Empecé a soñar, entre brumas y humaredas. Me detuve a comprobar cada instante, cada palabra, cada mirada. Todo tenía que ser perfecto, pues así son los sueños. Veía los paisajes y veía tu cara difuminada sobre ellos, pero yo quería verla como si te tuviese enfrente. Y apreté los ojos con fuerza para verte mejor, como si se tratara de un monóculo que hay que sujetar bien y concentrarse para poder ver a través de él con toda claridad.
Cuando todo empezaba a fusionarse: paisaje, sábanas, atardeceres y mi pijama; tuve miedo de que desaparecieras y me hice la dormida. Esperaba que la luna se apiadara de mí y traté de ignorar la caricia del sol. Así, al final lo conseguí. Volví a soñar. Pero entonces no era yo quién soñaba sino el sueño quién me soñaba a mí. Yo era su esclava y él me manejaba a su antojo. Me perdí en un laberinto donde ya no era capaz de encontrarte. Corría y corría, pero tú no estabas allí. Hasta que al final te encontré. Y ya no sé si eras tú o la copia barata que se inventó la luna en horas tardías. El paisaje había perdido su magia. Y hasta las caricias raspaban la piel. El viento ya no me acercaba a ti, sino que trataba de separarnos, como si fuera el mensajero de la luz, como si supiera que todo había de terminar y el sitio más seguro era la realidad.
No sé si lo he dicho, pero soy muy testaruda, absurdamente testaruda. Y aunque fuera sólo por eso, decidí ignorar la llamada del viento. Quise bucear en tus ojos oscuros y encontrar la verdad, descubrir ese momento que era nuestro, que lo había sido, y aunque fuera sólo por un instante, volver a disfrutarlo de nuevo.
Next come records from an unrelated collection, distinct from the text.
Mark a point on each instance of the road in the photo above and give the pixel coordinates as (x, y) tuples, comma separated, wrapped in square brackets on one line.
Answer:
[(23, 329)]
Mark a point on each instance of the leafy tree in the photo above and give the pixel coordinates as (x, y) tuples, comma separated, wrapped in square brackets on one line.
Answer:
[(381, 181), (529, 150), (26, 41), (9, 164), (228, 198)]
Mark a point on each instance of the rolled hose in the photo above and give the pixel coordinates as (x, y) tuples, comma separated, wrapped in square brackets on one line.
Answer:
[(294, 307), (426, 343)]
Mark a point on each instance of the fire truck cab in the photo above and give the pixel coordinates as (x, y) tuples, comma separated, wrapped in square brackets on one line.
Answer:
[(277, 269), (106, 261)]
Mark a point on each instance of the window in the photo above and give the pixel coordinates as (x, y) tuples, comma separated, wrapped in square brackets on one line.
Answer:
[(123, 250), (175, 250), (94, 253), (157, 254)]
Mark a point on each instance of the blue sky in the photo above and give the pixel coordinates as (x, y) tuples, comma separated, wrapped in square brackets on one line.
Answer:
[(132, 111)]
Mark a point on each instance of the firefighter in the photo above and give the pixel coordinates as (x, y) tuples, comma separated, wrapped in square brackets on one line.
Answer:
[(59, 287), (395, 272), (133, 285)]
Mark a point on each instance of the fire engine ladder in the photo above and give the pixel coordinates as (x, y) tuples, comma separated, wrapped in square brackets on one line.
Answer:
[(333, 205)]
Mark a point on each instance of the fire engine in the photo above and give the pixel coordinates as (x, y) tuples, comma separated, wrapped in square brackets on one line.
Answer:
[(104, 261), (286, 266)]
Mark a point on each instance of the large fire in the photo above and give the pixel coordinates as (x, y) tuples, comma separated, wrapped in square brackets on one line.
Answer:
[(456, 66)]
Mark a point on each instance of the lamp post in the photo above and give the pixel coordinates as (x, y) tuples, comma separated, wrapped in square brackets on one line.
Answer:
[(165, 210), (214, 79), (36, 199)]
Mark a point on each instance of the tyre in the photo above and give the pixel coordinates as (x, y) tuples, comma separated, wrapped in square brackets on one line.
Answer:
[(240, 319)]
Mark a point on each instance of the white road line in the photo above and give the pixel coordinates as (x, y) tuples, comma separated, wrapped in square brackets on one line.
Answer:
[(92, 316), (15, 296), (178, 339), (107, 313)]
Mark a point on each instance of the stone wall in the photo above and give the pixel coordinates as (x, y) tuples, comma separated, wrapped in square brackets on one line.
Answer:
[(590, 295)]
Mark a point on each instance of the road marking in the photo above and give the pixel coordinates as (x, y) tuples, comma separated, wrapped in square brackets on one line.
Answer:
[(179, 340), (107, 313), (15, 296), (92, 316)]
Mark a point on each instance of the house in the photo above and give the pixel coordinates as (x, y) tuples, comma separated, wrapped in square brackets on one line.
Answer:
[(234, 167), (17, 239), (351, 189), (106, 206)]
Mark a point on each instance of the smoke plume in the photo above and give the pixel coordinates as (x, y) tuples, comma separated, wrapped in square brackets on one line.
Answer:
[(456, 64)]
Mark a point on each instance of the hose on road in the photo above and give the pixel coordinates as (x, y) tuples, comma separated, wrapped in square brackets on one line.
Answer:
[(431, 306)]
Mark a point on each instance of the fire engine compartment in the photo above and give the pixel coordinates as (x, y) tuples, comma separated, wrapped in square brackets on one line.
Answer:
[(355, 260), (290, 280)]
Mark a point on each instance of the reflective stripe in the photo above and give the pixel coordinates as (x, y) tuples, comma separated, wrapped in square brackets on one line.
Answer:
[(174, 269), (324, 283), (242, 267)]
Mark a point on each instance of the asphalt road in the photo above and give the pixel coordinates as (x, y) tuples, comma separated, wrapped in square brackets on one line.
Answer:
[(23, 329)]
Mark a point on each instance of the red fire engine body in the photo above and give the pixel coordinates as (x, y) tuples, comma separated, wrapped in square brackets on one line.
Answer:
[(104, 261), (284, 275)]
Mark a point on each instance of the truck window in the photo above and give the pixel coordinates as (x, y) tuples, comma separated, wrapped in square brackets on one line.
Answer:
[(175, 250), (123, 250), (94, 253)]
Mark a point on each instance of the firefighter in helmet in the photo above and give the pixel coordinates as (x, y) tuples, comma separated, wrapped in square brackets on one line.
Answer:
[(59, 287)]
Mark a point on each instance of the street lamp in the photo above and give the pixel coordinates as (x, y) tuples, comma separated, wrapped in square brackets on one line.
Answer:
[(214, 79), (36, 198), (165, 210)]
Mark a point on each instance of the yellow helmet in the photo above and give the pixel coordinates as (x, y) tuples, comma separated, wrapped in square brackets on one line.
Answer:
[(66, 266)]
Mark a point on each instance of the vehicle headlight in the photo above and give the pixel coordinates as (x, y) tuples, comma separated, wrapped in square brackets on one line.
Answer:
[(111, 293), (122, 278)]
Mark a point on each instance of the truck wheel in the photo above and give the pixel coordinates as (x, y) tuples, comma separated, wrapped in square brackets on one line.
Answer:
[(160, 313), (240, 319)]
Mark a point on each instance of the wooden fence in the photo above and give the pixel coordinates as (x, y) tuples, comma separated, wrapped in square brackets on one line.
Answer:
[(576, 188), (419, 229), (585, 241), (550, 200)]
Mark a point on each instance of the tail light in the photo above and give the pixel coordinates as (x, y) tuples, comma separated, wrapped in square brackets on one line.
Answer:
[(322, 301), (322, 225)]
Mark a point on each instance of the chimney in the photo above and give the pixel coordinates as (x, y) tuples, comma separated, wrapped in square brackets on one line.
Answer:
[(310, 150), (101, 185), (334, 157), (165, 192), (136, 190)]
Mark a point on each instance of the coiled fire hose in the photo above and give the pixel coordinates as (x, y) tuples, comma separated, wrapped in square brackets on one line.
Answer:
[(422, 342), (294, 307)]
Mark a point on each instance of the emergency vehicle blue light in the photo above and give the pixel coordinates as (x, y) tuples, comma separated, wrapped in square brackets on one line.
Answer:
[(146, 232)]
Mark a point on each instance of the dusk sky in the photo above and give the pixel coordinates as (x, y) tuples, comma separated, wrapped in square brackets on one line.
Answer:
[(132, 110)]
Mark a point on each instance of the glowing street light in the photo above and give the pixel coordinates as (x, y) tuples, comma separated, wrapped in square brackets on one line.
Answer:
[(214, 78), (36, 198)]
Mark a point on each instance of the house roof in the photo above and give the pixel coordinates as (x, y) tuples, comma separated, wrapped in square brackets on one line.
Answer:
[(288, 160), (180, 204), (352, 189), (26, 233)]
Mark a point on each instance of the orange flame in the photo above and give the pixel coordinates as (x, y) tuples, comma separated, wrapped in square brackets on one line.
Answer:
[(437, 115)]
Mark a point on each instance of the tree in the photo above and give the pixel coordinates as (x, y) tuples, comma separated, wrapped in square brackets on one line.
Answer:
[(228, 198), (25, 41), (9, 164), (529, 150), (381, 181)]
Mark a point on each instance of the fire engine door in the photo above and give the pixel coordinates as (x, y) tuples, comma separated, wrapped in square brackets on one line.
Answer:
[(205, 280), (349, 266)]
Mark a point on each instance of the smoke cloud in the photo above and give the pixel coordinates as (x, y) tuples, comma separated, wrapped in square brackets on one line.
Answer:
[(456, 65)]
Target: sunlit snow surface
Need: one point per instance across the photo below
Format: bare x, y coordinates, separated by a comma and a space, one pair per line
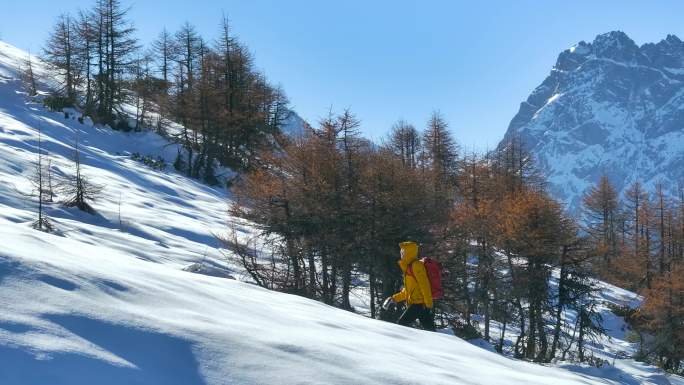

Al final lo conseguí, o puede que fuera el malévolo sentido del humor que tienen los sueños. Sólo sé que cuando llegué hasta ti, cuando tú llegaste hasta mí… los dos nos evaporamos. Y me desperté, ya no había vuelta atrás. Me desperté con esa sensación que dejan los sueños de malsana esperanza, porque ya no sabía si debía esperarte a ti o a aquél que había de venir.